How do I make sure not only the last element of a for loop dataframe is posted via to_sql to the database?

31 Views Asked by At

I try to post the dataframe to pgadmin. The dataframe was edited in a for loop, but when I post the data it posts only the last element in the for loop.
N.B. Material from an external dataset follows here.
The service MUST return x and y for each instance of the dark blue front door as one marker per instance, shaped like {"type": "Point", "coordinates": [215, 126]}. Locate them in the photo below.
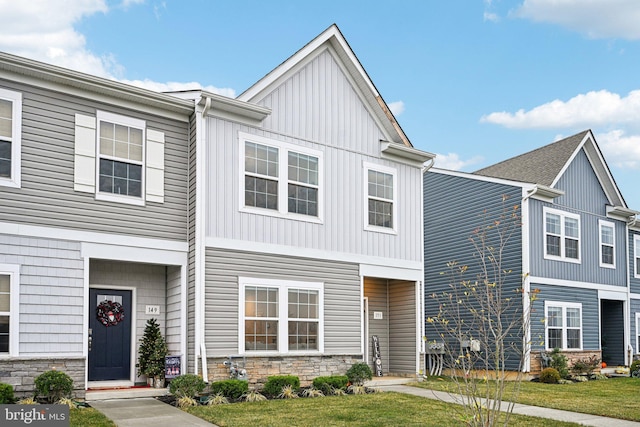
{"type": "Point", "coordinates": [110, 347]}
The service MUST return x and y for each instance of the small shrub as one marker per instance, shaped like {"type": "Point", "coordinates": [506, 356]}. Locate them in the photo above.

I tried to use the to_sql inside the for loop and outside.

tables = camelot.read_pdf(pdf_path, pages = 'all', flavor = 'stream')
    for table in tables[:-1]:
         df = table.df
         df3 = pd.DataFrame()
         df3['nr'] = df2[0].values.astype(str).flatten().tolist()
         df3.to_sql('new_pilsCorner4', engine,if_exists='replace')
         engine = create_engine(f'postgresxxxxxxxxxxxxxxxxxxxxxxxxxxxxxxxxx')

I tried to append the dataframe to an array and get a list, which I push into another dataframe outside the loop but that didn't work because of a missmatch between the columns.

1

There are 1 best solutions below

0
Serge de Gosson de Varennes On BEST ANSWER

You use replace which means you are ovrwritting the content in each run of your loop.

Do either this:

tables = camelot.read_pdf(pdf_path, pages = 'all', flavor = 'stream')
    for table in tables[:-1]:
         df = table.df
         df3 = pd.DataFrame()
         df3['nr'] = df2[0].values.astype(str).flatten().tolist()
         df3.to_sql('new_pilsCorner4', engine,if_exists='append')
         engine = create_engine(f'postgresxxxxxxxxxxxxxxxxxxxxxxxxxxxxxxxxx')

or

tables = camelot.read_pdf(pdf_path, pages='all', flavor='stream')
engine = create_engine('postgresxxxxxxxxxxxxxxxxxxxxxxxxxxxxxxxxx')
for table in tables[:-1]:
    df = table.df
    df3 = pd.DataFrame()
    df3['nr'] = df2[0].values.astype(str).flatten().tolist()
    df3.to_sql('new_pilsCorner4', engine, if_exists='append', index=False)